後任CEOの選出は同社会長のRoy Bostock氏を中心に、Yang氏ならびに外部役員との協議のうえで進めることになる。CEO候補は内部からの選出と外部からの招致の両方の可能性を模索しており、国際的な幹部ヘッドハンティングで名高いHeidrick & Strugglesに協力を仰いでいる。Bostock氏は「過去1年半、並々ならぬ困難と混乱の中、Jerry YangはオープンプラットフォームモデルにおけるYahoo!の戦略転換を率い、コストと売上の両面で改善に尽くした。そしてわれわれはいま、Yahoo!を次のレベルへと引き上げることが可能な新CEOへの引き継ぎに最適なタイミングだという意見で一致した」とコメントし、Yang氏の功績を称えている。

このようにYahoo!側ではYang氏のCEO辞任を勇退だと強調しているものの、実際にはMicrosoft買収撤回後の株価急落、そしてGoogleと進めていた提携が破談したことで、株主らを中心とした外部からのプレッシャーに耐えられなくなったことが原因とみられる。MicrosoftがYahoo!買収を打診していた2008年前半、Yahoo!株価は30ドルに近い水準で推移していたものの買収撤回後は20ドル前後まで急落、さらに昨今の金融危機で株価はさらに下落を続け、ついに11月13日の取引時間中には10ドルを下回る水準まで落ち込んでしまった。Microsoftの1株あたり31ドルの買収提案の時期と比較して、現在の株価は3分の1未満の水準だ。Yang氏を中心とした経営チームは株価下落分をカバーするだけの戦略を打ち出す必要性に迫られていたが、その起死回生策のひとつがGoogleとの提携だった。だが提携はMicrosoftや広告主団体らの猛烈な反対を受け、米司法省による独占禁止法違反の審査が進むと、見通しが困難と判断したGoogleは提携を打ち切ってしまう。これが歯止めとなり、Yahoo!浮上の可能性が閉ざされてしまった。Yang氏はMicrosoft買収に反対していた強行派として知られており、今回の辞任はその責任をとったと考えるのが自然だろう。
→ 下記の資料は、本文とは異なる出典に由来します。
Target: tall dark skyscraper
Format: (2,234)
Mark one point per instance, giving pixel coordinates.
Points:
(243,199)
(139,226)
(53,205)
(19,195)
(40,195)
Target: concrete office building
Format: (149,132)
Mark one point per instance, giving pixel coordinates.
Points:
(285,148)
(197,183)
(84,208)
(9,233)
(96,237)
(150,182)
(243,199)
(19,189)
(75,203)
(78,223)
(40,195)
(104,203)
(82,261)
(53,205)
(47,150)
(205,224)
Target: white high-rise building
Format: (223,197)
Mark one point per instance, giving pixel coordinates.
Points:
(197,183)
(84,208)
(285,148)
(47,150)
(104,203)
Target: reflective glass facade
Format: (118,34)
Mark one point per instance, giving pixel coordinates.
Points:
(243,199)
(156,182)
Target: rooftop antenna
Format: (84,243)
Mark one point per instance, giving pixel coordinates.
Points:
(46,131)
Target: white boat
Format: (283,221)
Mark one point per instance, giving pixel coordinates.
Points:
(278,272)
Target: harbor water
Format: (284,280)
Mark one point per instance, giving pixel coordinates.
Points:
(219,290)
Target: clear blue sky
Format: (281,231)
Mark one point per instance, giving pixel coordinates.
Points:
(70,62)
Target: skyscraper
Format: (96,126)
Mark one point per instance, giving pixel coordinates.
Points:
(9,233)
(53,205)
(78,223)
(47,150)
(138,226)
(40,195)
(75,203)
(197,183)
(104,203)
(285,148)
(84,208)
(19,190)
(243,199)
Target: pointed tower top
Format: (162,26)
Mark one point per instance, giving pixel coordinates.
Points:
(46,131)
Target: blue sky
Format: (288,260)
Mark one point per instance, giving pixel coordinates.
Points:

だがYang氏CEO辞任後のYahoo!の見通しは依然として不透明だ。Microsoftによる買収の直接の障壁はなくなったものの、Yang氏は依然として同社に影響力を持っているとみられ、買収が一筋縄で成立するとは考えにくい。Microsoft自身も買収を表明していた時期と比べて時価総額が3分の2近くまで落ち込んでおり、今後の金融危機の影響を考えると多大なキャッシュを動かす買収のハードルは以前より高くなっている。Googleも前述の理由で再びYahoo!との連携にすぐに動き出す可能性は低く、しばらくは膠着状態が続くことになるのではないだろうか。